# Serbian radio station:  Ratko Mladic nabbed



## The Bread Guy (26 May 2011)

This from CBC.ca:


> Serbian President Boris Tadic is due to hold a news conference Thursday amid media reports that a man suspected of being Ratko Mladic, Europe's most-wanted war crimes fugitive, has been arrested.
> 
> Belgrade's B-92 radio reported that the man was arrested in Serbia.
> 
> Serbia state television reported that the man, who identified himself as Milorad Komadic when he was detained Thursday, is the wartime Bosnian Serb army commander ....


All over Twitter as well - a bit of his backstory here and here.


----------



## brihard (26 May 2011)

BBC confirms.

http://www.bbc.co.uk/news/world-europe-13561407


----------



## OldSolduer (26 May 2011)

Interesting....and good. I can only hope he is prosecuted to the full extent of the law.

Too bad that a few others can't be prosecuted as well.


----------



## Sigs Pig (26 May 2011)

Still, it sounds like he is liked by many at home....

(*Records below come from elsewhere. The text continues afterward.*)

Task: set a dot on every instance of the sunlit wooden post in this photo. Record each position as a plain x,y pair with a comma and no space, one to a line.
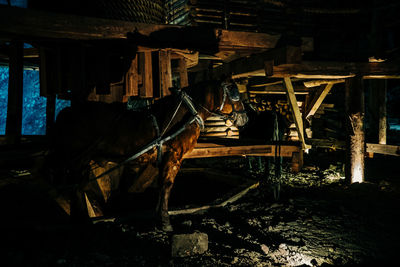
15,93
355,142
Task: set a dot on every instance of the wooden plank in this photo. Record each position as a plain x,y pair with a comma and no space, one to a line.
184,80
50,112
316,83
318,99
295,111
146,71
383,149
165,72
131,79
337,70
251,150
36,24
254,65
355,137
15,93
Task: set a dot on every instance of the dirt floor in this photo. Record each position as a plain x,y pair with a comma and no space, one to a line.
318,221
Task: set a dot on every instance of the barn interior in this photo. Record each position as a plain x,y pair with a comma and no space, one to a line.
311,179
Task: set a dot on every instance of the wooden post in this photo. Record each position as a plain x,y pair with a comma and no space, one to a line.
50,112
297,161
382,99
146,70
356,136
15,93
132,79
295,111
165,72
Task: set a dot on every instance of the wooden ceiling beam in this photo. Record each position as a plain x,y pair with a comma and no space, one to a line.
336,70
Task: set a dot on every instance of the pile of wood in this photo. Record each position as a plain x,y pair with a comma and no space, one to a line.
219,127
263,15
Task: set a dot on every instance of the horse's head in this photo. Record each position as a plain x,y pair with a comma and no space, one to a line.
230,104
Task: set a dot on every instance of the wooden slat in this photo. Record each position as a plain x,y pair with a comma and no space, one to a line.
131,79
165,72
146,71
254,65
383,149
183,72
337,70
317,100
15,93
252,150
295,111
40,24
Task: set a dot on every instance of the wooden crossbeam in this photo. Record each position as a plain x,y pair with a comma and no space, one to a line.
295,111
215,150
35,24
318,99
337,70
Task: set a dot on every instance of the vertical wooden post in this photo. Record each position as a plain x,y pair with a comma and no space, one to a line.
355,143
15,93
50,112
382,99
297,161
165,72
146,70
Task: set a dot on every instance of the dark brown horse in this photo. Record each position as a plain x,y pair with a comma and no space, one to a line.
104,147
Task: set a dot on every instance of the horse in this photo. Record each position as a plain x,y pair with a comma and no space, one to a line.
135,149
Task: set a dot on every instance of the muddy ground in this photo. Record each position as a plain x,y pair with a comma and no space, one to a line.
319,220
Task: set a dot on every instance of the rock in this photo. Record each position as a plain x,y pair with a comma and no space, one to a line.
189,244
265,249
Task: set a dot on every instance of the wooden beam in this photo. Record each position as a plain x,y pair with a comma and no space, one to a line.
295,111
50,112
317,100
15,93
35,24
280,89
383,149
132,79
316,83
183,76
337,70
355,143
215,150
165,72
254,65
146,71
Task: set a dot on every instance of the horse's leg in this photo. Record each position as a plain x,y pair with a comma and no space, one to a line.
168,171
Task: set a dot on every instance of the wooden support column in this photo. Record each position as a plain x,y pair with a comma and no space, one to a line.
318,99
355,142
132,80
15,93
183,72
50,112
165,72
295,111
146,70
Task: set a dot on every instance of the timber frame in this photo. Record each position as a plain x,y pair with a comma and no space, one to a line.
243,55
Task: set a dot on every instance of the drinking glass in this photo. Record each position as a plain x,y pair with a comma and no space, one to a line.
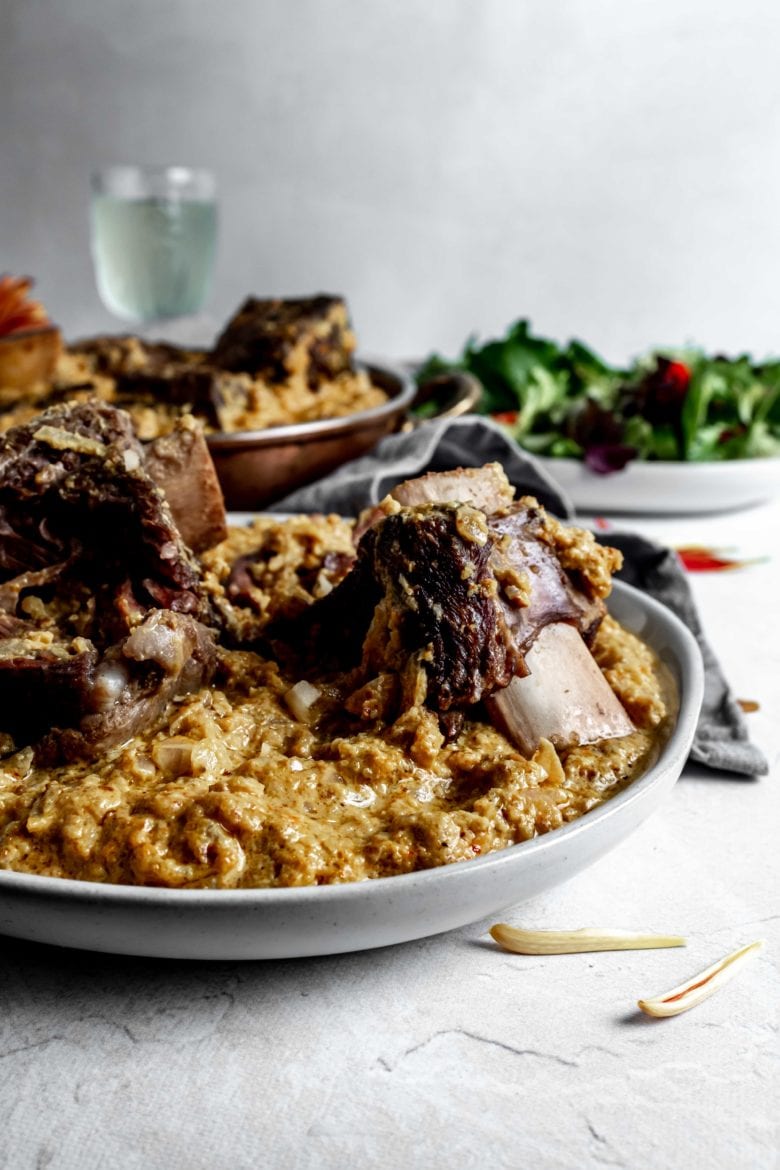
153,233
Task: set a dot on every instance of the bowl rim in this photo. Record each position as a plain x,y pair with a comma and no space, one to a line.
656,466
671,757
322,428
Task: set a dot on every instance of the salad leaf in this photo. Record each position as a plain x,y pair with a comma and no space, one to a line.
671,404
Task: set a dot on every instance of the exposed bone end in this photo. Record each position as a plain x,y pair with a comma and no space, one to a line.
565,697
485,488
181,467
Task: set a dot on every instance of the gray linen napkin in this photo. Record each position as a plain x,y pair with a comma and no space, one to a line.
720,741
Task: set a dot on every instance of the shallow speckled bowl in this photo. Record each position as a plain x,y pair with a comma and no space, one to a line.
285,923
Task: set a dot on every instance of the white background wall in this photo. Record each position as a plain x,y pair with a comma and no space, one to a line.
609,169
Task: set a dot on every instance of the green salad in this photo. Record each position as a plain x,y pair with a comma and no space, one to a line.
566,401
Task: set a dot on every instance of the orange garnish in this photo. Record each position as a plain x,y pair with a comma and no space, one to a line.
18,310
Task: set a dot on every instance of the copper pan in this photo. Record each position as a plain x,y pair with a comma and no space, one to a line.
259,467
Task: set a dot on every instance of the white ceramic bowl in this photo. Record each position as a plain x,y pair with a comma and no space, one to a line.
285,923
669,488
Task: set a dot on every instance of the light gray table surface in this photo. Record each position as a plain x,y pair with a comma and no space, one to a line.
449,1052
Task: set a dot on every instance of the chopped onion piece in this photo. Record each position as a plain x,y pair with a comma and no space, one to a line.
701,986
574,942
301,700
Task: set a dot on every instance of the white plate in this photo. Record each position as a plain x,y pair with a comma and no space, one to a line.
287,923
667,488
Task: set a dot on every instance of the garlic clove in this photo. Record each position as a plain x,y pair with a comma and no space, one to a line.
574,942
690,993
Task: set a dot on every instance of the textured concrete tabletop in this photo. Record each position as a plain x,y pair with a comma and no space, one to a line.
449,1052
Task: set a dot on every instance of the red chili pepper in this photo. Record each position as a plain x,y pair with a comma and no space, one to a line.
699,559
678,373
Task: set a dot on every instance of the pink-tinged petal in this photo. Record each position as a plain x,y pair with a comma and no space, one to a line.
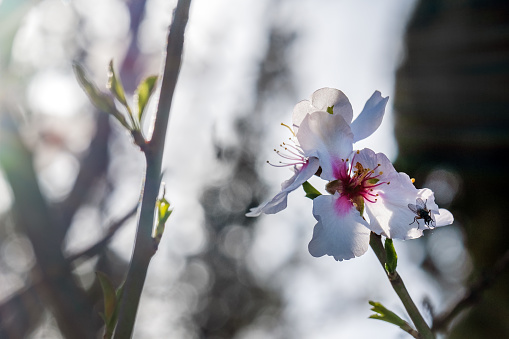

"As many 51 percent said that if aware of Mladić's whereabouts, they would not report them to police."
B 92

ME


----------



## The Bread Guy (26 May 2011)

From the International Criminal Tribunal for the Former Yugoslavia:


> The Prosecutor of the International Criminal Tribunal for the Former Yugoslavia welcomes the arrest today of Ratko Mladić, General Colonel and former Commander of the Main Staff of the army of the Serbian Republic of Bosnia and Herzegovina/Republika Srpska.
> 
> He was indicted by the Tribunal on 25 July 1995 and was a fugitive from justice for almost 16 years.
> 
> ...


Full statement attached - Tribunal's paper trail on Mladic here.


----------